/nlp-assignments

Various assignments for Natural Language Processing class at UNIBO

Primary LanguageJupyter Notebook

NLP assignments

This repository contains various assignments for the 2020 Natural Language Processing class at UNIBO (M.Sc. in Artificial Intelligence). In particular, assignments are present in the form of the following Jupyter notebooks:

  1. sentiment_analysis.ipynb: Contains an approach to address the task of predicting scores from the famous IMDB movie review dataset. In particular, different models, like logistic regression and linear SVM, were tested on a multi-class classification task over a simple TF-IDF feature matrix.
  2. distributed_representations.ipynb: Leverages the IMDB movie review dataset to test various textual embeddings, going from sparse to dense representations (co-occurrence matrix, PPMI matrix, Word2Vec and GloVe). In particular, it tries to inspect how different embeddings reflect in different semantic concepts (e.g. analogies and biases) and how much each embedding can be trusted for semantic purposes.
  3. sequence_labeling.ipynb: Contains an implementation of various neural models to deal with POS tags on the dependency treebank dataset, by leveraging LSTMs, GRUs and additional CRF layers. Moreover, lots of experiments are carried out around the choice of hyperparameters and the addition/deletion of specific tools, like optimizers, learning rate schedulers, dropout, etc.
  4. fact_checking.ipynb: Addresses the fact checking problem on the fever dataset, by using neural models for sentence embeddings and different claim/evidence merging strategies.

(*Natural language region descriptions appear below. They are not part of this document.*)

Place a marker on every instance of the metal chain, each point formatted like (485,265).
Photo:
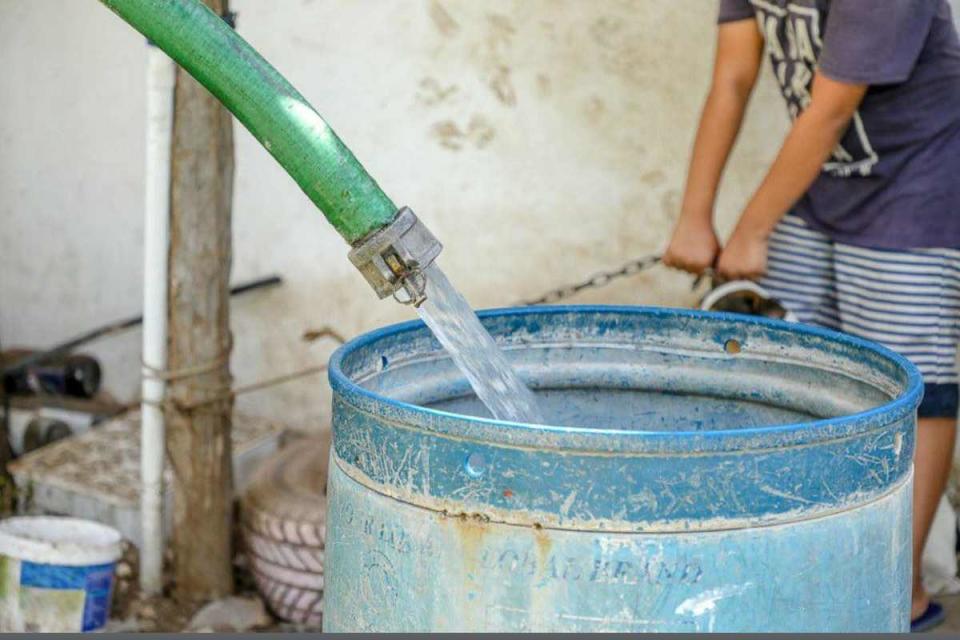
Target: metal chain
(595,281)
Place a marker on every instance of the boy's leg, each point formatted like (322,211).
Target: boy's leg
(934,457)
(910,301)
(800,273)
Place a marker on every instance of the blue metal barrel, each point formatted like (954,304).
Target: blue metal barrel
(700,472)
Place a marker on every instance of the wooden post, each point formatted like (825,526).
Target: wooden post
(198,440)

Moreover, additional files in the repo have the following usefulness:

  • models/: A folder that contains pre-trained PyTorch neural models for both notebooks 3 and 4.
  • requirements.txt: A pip dependency file that lists all the libraries (and their associated versions) needed to run the notebooks and hopefully reproduce reported results.
  • utils.py: Small Python module containing some functions and classes used by more than one notebook.